While Desperate Journalist have evolved in their near decade of existence, they have never sacrificed the catharsis and gripping songwriting that are elevated on their astounding fourth album, ‘Maximum Sorrow!’
Since forming in 2012 as Desperate Journalist, Jo Bevan, Rob Hardy, Simon Drowner, and Caroline Helbert have been creating impressively cathartic music. On both their 2014 self-titled debut and their sophomore album, Grow Up, they have held nothing back with their goth-infused post-punk. Their forward momentum continued as they headed into their 30s. In Search of the Miraculous saw them integrate shoegaze elements that infused brightness into their darker tones. However, they never sacrificed the essence of what makes their music unique: the catharsis and gripping songwriting. Both are showcased on their astounding new album, Maximum Sorrow!

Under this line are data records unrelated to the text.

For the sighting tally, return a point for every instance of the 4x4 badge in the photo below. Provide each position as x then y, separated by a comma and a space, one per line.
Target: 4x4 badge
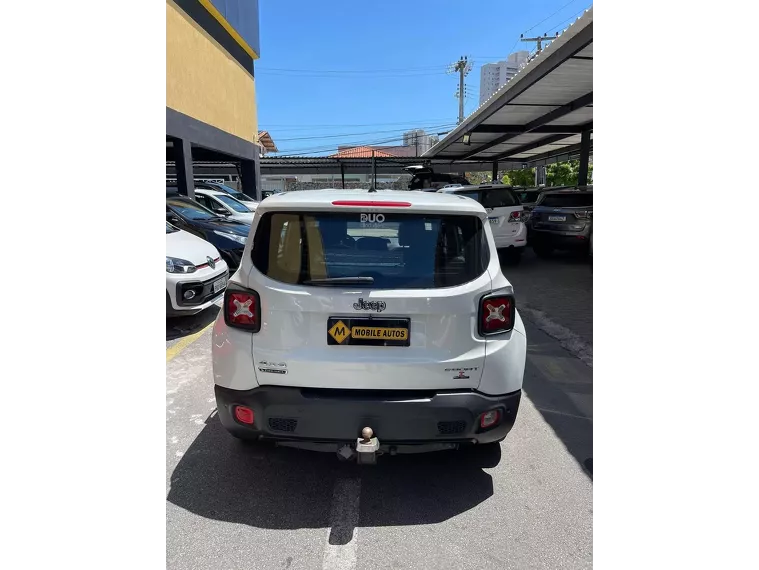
377, 306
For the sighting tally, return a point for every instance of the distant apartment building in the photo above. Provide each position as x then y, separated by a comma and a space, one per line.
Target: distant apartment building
494, 75
419, 140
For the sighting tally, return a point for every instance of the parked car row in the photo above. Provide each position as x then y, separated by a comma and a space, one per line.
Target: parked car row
546, 219
204, 241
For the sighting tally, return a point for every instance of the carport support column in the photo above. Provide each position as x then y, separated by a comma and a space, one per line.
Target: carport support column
582, 176
185, 176
248, 174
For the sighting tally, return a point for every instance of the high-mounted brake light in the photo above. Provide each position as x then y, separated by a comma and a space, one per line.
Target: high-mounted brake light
497, 314
371, 203
242, 309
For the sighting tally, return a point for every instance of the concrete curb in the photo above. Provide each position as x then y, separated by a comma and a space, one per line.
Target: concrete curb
578, 346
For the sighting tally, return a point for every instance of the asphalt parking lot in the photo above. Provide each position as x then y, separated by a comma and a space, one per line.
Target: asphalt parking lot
233, 506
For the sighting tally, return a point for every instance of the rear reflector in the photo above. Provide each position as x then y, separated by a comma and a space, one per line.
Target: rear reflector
242, 309
496, 314
490, 419
245, 415
371, 203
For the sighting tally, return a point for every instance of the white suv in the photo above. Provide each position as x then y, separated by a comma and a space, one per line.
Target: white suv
369, 322
506, 215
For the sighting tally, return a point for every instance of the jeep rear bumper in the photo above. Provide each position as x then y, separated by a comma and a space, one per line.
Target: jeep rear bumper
397, 417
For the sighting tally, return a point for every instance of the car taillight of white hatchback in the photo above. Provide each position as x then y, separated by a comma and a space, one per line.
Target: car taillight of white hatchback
496, 315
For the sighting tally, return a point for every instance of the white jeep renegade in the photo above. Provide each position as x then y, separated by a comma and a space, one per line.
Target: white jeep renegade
369, 322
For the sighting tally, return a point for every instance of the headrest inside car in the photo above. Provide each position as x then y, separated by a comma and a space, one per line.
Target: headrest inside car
411, 231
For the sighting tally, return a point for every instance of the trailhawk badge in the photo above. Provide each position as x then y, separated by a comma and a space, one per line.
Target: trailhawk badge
377, 306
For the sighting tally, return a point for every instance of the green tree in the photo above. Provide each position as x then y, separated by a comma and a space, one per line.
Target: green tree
565, 173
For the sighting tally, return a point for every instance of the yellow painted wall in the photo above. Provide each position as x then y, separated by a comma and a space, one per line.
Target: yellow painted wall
204, 81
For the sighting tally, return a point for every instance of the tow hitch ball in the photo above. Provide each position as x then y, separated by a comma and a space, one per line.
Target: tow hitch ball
367, 447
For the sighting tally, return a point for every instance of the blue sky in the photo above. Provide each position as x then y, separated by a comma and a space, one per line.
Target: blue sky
361, 72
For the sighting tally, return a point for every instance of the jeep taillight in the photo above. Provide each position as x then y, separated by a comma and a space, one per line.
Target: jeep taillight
497, 314
242, 309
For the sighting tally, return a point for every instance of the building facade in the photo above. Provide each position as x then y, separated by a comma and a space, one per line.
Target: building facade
495, 75
211, 114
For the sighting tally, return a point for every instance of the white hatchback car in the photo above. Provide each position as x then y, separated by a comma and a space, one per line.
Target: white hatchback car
193, 274
222, 203
369, 322
505, 215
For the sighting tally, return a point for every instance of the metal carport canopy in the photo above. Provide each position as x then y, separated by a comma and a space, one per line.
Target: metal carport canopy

The London band’s fourth album is a testament to women’s courage told through a prism that shifts from Gothic melancholy to feverish post-punk. Opener “Formaldehyde” startles with a languid tone as Bevan’s voice turns angelic over a somber key progression. “When you are gone, who will remember you?” she asks the song’s protagonist. A lingering pain is heard in her delivery, as though she has been left to suffer alone.
From the places she’s lived to the people in her life, misery surrounds the heroine. On the bleak yet roaring dissonance of “Fault” that echoes of a young, hungry U2, Bevan recounts a grimy flat she once occupied. Her residence and her neighborhood were filled with despair she inhaled every day:
“And those teenage hangups are hard to beat
When your closet is piled up with defeat, defeat, defeat, defeat!
It’s no one’s fault
Then it’s everyone’s fault”
The gripping “Personality Girlfriend” sees the band adopts a widescreen approach that echoes Pat Benatar in her prime. It is stark yet enthralling, with heavy rhythms that contrast the searing guitar. All the while Bevan’s approach shifts from alluring to urgent. While the song might come as a plea to be loved, particularly when she repeats, “Please will you love me”, it is much more than that. When her voice goes deadpan, she delivers a biting critique of society and its treatment of women. This world has condemned our hero to a life of solitude.
Even among her close relations, anguish exists. “Fine in the Family” is driven by Hardy’s electrifying guitar and features dynamic ranges from shoegaze to explosive power rock. Those changes capture the disappointment of not living up to parents’ expectations. Or is it the anthem for the black sheep of the family? On the Goth-pop track “The Victim”, Bevan sings of a person who always acted as the casualty. Guided by Drowner’s taut bass she asks, “Another casting call, who will you let inside?” Meanwhile, the stunner “What You’re Scared Of?” is an ode to innocence forever lost. It is the final sunset delivered in crushing fashion as its tones evolve from tranquil to thunderous.
All the songs on Maximum Sorrow! orbit around its centerpiece, “Everything You Wanted”. This epic masterpiece is Desperate Journalist elevating their art to perfection. It is a mesh of The Cure’s Gothic brilliance, Blondie’s exhilarating disco-punk, and Wolf Alice’s anthemic hooks cloaked in a shroud of inescapable darkness. Every word Bevan utters is consuming, as she sings about our collective search for meaning and purpose. At the heart of her tale, though, is artist and performer Kevin Bewersdorf, who went from promoting his Maximum Sorrow brand to erasing his online presence. But he is not alone in realizing “you’ll never be everything you wanted” while trying to fill “the emptiness you were born”.
This endless search for meaning is juxtaposed within and between “Armageddon” and “Utopia”. Helbert’s percussion creates the startling urgency in the track’s opening moment. “Armageddon” then opens up as Hardy’s guitar intermingles with a glimmering synth. An unexpected optimism rings through the track, including in Bevan’s voice as she sings, “Armageddon is coming / So near”. She is counting down the days as the heroine anticipates the start of her second life. Or perhaps she is welcoming the end of days as depicted in the song’s closing moments?
“Utopia” possesses a stark, hymnal quality that is part rebirth and last rites. “Drunk as usual / Did you find something beautiful? / Is this utopia?”, Bevan sings within the synth-driven atmosphere. The suffering has ended, but a new journey has begun. Whether that is here or in another life remains a mystery, but our heroine’s spirit lives on.
It lives on within Jo Bevan (vocals), Rob Hardy (guitar), Simon Drowner (bass) and Caroline Helbert (drums). Like the women to whom it pays tribute, Maximum Sorrow! is a testament to the band’s strength and endless search for relevancy. Desperate Journalist have crafted yet another remarkable album that captivates from start to finish.